Mientras algunas cuencas enfrentan suelos secos y estrés sobre abastecimiento, otras pueden recibir lluvias concentradas capaces de provocar inundaciones rápidas. El agua es hoy una de las expresiones más visibles de la variabilidad climática: la gestión necesita integrar pronósticos, capacidad de almacenamiento, protección de humedales, drenaje urbano y alertas tempranas.

📡 Señal planetaria destacada

La rápida intensificación de El Niño es la señal dominante de julio. Los modelos reunidos por la OMM proyectan un desarrollo fuerte durante el trimestre julio-septiembre. Su aparición coincide con océanos excepcionalmente cálidos y una atmósfera ya influida por el calentamiento de largo plazo. Esta combinación obliga a reforzar la preparación ante extremos compuestos: calor y sequía, o calor oceánico y precipitaciones intensas.

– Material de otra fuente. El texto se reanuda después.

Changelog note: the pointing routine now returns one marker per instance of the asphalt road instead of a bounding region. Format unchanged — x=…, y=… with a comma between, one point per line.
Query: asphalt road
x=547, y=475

🔭 Perspectiva de 7–14 días

Se mantiene una probabilidad elevada de calor intenso en sectores de Estados Unidos, con desplazamiento del núcleo térmico entre el este, el centro y el oeste. En otras regiones, la interacción entre humedad tropical, monzones y mares cálidos puede favorecer lluvias fuertes. La previsión debe actualizarse localmente: los patrones globales orientan, pero las alertas nacionales definen el riesgo operativo.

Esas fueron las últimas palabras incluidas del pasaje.